> In traditional development, you review versions carefully. With AI-generated scaffolding, that step is easy to overlook.
If in "traditional development", everything is reviewed carefully, why wouldn't it be when some of the toil is automated? If anything, that's exactly what the time that's freed up by not having to scaffold things by hand should be invested in: sifting through what's been added and the choices made by the LLM to make sure they are sound and follow best practices.
This incident showed how AI-generated code can inadvertently introduce vulnerabilities. The cryptominer ran because a dependency version chosen by an AI coding agent had a known CVE.
Containarium now runs centralized pentests and vulnerability checks for all applications on the platform to prevent similar attacks.
Curious if others have similar workflows or lessons learned with AI-generated projects.

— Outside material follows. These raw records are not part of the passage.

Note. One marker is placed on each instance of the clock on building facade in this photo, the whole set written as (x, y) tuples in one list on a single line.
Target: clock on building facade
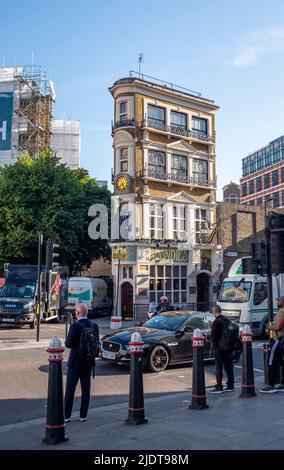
[(122, 183)]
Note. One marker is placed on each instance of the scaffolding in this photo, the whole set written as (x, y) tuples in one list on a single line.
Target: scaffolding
[(33, 101)]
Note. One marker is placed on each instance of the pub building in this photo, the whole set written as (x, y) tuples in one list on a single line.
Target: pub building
[(164, 202)]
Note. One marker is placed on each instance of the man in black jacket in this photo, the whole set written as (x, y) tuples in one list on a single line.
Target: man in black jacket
[(223, 358), (78, 368)]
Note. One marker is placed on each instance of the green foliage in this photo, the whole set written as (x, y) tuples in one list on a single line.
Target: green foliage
[(44, 196)]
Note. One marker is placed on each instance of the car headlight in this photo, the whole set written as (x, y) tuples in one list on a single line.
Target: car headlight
[(28, 306)]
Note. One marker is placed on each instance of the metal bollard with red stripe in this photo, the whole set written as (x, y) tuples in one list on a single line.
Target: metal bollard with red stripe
[(55, 427), (136, 395), (266, 350), (247, 388), (198, 401)]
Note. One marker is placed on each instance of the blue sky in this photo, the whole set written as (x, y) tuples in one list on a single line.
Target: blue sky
[(230, 51)]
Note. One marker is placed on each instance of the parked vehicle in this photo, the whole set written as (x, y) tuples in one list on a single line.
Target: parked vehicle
[(167, 340), (94, 292), (243, 298), (18, 294)]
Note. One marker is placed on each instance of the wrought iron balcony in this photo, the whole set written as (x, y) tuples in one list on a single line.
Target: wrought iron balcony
[(123, 123), (178, 130), (154, 173)]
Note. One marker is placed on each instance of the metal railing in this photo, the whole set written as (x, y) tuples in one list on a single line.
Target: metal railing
[(176, 129), (185, 179), (123, 123)]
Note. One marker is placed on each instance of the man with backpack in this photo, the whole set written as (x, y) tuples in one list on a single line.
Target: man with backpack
[(83, 340), (225, 338), (276, 352)]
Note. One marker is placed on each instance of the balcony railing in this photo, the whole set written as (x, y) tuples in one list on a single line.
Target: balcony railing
[(175, 129), (163, 175), (123, 123)]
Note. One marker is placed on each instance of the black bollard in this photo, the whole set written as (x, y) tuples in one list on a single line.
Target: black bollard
[(247, 388), (198, 395), (136, 394), (55, 426), (266, 350)]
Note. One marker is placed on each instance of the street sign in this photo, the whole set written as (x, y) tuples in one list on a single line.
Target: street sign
[(120, 256), (6, 117), (231, 254)]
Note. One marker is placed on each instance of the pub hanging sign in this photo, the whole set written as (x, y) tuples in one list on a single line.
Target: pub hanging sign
[(169, 254)]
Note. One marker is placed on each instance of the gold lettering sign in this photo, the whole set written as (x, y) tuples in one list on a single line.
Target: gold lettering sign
[(170, 254)]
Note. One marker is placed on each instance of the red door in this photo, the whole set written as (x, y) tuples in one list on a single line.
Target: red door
[(127, 301)]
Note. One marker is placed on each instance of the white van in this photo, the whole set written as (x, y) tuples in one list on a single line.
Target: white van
[(243, 298), (92, 291)]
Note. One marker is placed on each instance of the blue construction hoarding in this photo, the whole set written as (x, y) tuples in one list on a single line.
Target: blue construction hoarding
[(6, 116)]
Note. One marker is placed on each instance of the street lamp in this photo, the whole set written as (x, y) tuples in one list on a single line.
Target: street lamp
[(266, 205)]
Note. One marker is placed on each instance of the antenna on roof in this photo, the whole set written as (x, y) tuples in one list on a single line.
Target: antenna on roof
[(140, 60)]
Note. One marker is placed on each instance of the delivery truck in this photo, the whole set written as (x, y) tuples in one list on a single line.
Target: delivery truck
[(18, 295), (95, 292), (243, 298)]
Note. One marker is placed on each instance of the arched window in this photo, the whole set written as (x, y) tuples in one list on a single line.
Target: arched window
[(233, 199)]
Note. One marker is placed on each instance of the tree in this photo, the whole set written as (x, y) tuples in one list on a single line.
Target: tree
[(42, 195)]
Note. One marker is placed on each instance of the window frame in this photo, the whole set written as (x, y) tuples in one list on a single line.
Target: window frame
[(179, 172), (123, 115), (179, 113), (155, 217), (149, 106), (198, 129), (123, 160)]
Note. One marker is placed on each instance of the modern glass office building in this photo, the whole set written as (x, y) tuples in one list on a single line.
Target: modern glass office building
[(263, 175)]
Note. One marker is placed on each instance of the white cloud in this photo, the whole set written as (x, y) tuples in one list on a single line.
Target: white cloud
[(259, 44)]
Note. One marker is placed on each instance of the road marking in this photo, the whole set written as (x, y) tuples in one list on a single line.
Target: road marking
[(255, 370), (28, 345)]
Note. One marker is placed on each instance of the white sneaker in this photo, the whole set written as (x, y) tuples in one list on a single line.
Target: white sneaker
[(279, 388), (268, 389)]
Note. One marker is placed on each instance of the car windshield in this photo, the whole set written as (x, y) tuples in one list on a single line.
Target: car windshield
[(164, 322), (235, 291), (18, 291)]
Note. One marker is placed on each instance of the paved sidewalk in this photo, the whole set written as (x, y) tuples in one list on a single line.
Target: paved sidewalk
[(229, 423)]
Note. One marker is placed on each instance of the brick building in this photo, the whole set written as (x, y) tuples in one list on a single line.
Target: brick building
[(231, 193), (263, 175), (165, 183), (237, 228)]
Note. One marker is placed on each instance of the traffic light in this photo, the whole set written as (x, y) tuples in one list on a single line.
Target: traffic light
[(259, 256), (51, 255), (276, 220), (277, 252)]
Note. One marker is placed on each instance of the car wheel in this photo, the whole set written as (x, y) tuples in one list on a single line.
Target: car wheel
[(264, 333), (158, 359)]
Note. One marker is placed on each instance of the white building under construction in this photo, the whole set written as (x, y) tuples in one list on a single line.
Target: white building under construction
[(27, 97), (26, 100), (66, 141)]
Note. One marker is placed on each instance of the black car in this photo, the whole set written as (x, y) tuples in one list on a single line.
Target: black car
[(166, 337)]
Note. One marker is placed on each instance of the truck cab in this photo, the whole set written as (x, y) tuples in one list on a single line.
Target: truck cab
[(17, 295), (243, 298)]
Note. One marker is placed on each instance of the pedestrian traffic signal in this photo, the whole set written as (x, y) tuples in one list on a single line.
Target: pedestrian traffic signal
[(259, 256), (277, 252), (276, 220), (51, 255)]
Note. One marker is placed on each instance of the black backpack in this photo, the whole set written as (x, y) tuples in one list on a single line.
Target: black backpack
[(230, 339), (88, 347)]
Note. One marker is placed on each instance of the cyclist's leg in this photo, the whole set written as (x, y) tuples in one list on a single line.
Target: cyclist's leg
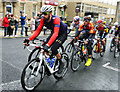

I think the real issue is visibility. When AI generates a project, every dependency choice is implicit — there's no PR comment explaining why it pinned next@14.1.0 instead of 14.2.1. In a human workflow, someone would have caught that during review.
Two things that have helped in my workflow: 1. Running `npm audit` as a post-generation step before even testing functionality 2. Treating AI-generated commits as "untrusted by default" — reviewing them with the same rigor as external contributor PRs
That’s why I think continuous monitoring and centralized pentesting are essential — not just at merge time, but throughout the lifecycle of AI-generated projects.